Traditional business checking accounts offer a certain number of free transactions per month. After you exceed that limit, you normally have to pay a per-transaction fee.
Cash deposit limits
Like with transactions, banks often provide a certain amount of free cash deposits each month. Once you exhaust your free cash deposits, you typically pay a fee per $100 in cash deposited.
Wire transfer costs
Wire transfers may incur different fees depending on the type and number of wire transfers made from an account each month. You can estimate these fees based on an average month’s wire transfer volume by type.
Physical locations and hours
If you choose a physical bank, you likely want to choose one with branches convenient to your daily schedule. This could include having a branch near your home or workplace that is open when you drive by each day.
If your business plans to use an ATM to get cash, you may want to look at the bank's ATM network. ATM fees can also add up quickly if you don’t use in-network ATMs.

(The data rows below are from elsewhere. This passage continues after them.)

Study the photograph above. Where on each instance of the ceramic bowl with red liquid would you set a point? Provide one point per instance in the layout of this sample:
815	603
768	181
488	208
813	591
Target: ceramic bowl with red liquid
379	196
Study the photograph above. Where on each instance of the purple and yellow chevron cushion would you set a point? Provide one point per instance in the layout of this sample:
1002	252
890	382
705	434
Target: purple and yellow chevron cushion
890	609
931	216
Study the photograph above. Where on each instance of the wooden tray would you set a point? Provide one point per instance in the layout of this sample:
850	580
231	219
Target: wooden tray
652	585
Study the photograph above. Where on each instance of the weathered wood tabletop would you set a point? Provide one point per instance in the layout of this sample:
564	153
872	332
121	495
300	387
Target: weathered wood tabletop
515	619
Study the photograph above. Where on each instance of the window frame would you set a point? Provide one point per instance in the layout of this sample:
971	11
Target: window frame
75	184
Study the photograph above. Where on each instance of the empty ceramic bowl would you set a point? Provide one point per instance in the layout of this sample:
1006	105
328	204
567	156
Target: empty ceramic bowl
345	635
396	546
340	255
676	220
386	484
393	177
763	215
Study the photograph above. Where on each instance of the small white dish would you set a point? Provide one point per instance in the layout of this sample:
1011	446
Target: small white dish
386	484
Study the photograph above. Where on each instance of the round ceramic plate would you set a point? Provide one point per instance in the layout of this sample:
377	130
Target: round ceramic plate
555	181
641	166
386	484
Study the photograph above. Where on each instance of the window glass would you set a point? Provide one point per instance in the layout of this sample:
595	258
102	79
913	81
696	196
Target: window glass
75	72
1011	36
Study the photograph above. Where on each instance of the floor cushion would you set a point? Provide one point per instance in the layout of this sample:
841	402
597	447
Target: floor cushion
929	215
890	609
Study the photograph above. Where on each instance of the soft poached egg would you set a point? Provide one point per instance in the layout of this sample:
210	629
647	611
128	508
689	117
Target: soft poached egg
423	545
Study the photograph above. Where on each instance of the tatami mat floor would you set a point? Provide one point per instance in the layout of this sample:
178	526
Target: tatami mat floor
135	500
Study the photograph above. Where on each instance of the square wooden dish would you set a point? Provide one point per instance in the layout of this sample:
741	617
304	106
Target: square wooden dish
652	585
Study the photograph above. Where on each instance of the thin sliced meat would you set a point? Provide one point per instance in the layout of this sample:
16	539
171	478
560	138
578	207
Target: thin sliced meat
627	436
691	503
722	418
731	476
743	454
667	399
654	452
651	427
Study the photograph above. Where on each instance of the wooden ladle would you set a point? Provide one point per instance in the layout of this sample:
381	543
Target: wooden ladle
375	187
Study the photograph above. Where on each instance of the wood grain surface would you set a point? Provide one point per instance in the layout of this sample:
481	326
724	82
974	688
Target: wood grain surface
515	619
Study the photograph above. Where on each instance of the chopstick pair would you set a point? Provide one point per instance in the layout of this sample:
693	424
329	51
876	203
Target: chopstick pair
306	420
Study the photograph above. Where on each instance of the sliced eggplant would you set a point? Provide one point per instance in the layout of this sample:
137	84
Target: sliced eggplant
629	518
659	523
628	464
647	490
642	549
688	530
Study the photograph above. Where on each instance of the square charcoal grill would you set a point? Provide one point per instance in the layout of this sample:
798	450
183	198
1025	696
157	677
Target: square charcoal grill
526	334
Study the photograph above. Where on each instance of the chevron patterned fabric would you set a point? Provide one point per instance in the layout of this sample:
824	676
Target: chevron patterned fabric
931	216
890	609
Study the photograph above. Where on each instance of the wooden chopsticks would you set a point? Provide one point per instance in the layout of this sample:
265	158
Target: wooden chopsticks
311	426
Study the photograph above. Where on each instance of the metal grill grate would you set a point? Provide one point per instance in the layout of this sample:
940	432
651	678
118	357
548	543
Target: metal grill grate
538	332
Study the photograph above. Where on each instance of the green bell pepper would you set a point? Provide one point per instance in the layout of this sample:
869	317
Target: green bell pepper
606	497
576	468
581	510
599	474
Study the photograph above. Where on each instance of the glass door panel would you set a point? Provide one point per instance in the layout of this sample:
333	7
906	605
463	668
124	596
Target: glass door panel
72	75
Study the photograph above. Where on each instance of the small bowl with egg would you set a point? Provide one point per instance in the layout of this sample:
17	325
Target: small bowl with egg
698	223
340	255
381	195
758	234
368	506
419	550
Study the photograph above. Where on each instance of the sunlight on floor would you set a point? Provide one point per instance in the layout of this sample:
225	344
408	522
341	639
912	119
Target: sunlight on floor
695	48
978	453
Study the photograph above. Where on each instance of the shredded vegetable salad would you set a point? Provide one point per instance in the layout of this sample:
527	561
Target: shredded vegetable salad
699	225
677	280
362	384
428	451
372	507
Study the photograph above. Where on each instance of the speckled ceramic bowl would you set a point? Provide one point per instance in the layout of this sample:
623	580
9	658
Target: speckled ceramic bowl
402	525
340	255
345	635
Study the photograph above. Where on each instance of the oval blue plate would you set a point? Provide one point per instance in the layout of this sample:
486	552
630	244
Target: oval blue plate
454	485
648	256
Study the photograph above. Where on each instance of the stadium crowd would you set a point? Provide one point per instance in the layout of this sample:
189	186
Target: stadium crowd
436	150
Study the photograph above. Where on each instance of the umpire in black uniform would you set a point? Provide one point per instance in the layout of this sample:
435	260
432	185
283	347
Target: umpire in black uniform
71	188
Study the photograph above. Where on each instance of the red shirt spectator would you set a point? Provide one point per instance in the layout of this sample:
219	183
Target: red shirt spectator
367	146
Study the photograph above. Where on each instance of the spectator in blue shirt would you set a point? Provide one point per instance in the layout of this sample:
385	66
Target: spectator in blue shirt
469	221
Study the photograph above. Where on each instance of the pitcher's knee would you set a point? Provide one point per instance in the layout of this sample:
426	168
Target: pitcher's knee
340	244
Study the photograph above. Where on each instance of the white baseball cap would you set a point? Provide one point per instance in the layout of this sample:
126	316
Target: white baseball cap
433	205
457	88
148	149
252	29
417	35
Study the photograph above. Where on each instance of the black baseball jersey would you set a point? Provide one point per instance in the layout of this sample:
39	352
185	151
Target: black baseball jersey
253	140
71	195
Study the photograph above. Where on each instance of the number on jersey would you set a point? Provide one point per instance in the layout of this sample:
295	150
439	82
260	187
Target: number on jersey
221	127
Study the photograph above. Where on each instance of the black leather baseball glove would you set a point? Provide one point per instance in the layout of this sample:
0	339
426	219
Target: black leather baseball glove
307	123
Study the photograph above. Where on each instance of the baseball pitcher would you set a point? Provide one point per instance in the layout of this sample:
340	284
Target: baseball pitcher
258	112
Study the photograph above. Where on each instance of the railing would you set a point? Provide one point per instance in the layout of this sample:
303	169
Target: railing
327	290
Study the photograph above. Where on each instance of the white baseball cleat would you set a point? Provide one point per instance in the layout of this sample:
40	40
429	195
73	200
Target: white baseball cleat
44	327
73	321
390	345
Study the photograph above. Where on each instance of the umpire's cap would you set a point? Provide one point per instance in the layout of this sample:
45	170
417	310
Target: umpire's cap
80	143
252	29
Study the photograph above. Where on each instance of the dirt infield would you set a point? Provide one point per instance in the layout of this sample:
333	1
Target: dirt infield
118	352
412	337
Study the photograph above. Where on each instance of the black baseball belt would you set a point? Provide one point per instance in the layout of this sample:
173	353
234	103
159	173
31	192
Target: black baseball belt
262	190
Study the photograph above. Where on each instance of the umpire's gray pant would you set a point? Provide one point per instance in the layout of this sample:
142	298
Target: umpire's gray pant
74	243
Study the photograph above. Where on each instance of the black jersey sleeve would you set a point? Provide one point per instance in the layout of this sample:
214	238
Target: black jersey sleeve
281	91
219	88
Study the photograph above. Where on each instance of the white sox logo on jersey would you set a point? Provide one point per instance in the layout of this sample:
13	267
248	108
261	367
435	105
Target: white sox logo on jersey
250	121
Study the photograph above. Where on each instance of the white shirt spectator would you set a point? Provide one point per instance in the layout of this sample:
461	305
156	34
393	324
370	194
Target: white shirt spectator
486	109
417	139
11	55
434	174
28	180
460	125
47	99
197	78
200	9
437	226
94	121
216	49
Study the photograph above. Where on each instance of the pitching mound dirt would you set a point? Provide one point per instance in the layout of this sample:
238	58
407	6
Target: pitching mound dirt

Technology or features that make your life easier could be worth paying fees. Banks with mobile apps that support mobile check deposit can save you trips to the bank. Automatic bill payments or transfers can free up your time from paying recurring monthly bills.
Payment processing options
A bank may offer a payment processing system or partner with a provider that does. These services allow you to accept card transactions and deposit the money in your account. Fees for this service can vary wildly and add up.
Look for a business bank account that integrates with your accounting software and other technology. This can save you countless hours and help avoid typographical mistakes.
Other loans, accounts, and banking products
Your business may have needs that prioritize other banking services over a checking account. For instance, getting a loan with the best terms could provide more savings than avoiding checking account fees.
In these cases, you can decide if banking with one institution is worth the higher cost of having a less-than-ideal checking account with that bank.
Benefits of an Online Bank vs. a Traditional Bank for Business Checking
An online business checking account often has several perks over one from a traditional bank.
Online banks don’t have to pay for physical locations or for people to staff them. These savings often show up as lower fees and better perks for online bank customers. Digital banks may pay interest or offer a rewards program, too.
The technology online banks provide is generally superior as you can’t visit a branch in person to have issues resolved. This gives you more power to bank from anywhere.
The downside to online banks is it’s often harder to deposit cash. Some banks allow you to deposit cash in an ATM, while others don’t.
This means businesses that deal primarily with cash are often better served by a traditional bank. However, businesses can have more than one checking account.
If you don’t mind managing two checking accounts, having a digital bank and a physical bank could offer the best of both worlds.
The LendingClub Tailored Checking Account for businesses may be a good fit if your business doesn’t regularly use large amounts of cash. The account pays interest, offers the ability to earn cash back, and charges relatively few fees.
Your business must be comfortable managing the account without in-person customer support, as LendingClub has no branches. That said, the company offers many technology solutions to help you manage the account yourself.
Larger businesses may find that the daily transaction limits eliminate this account from consideration.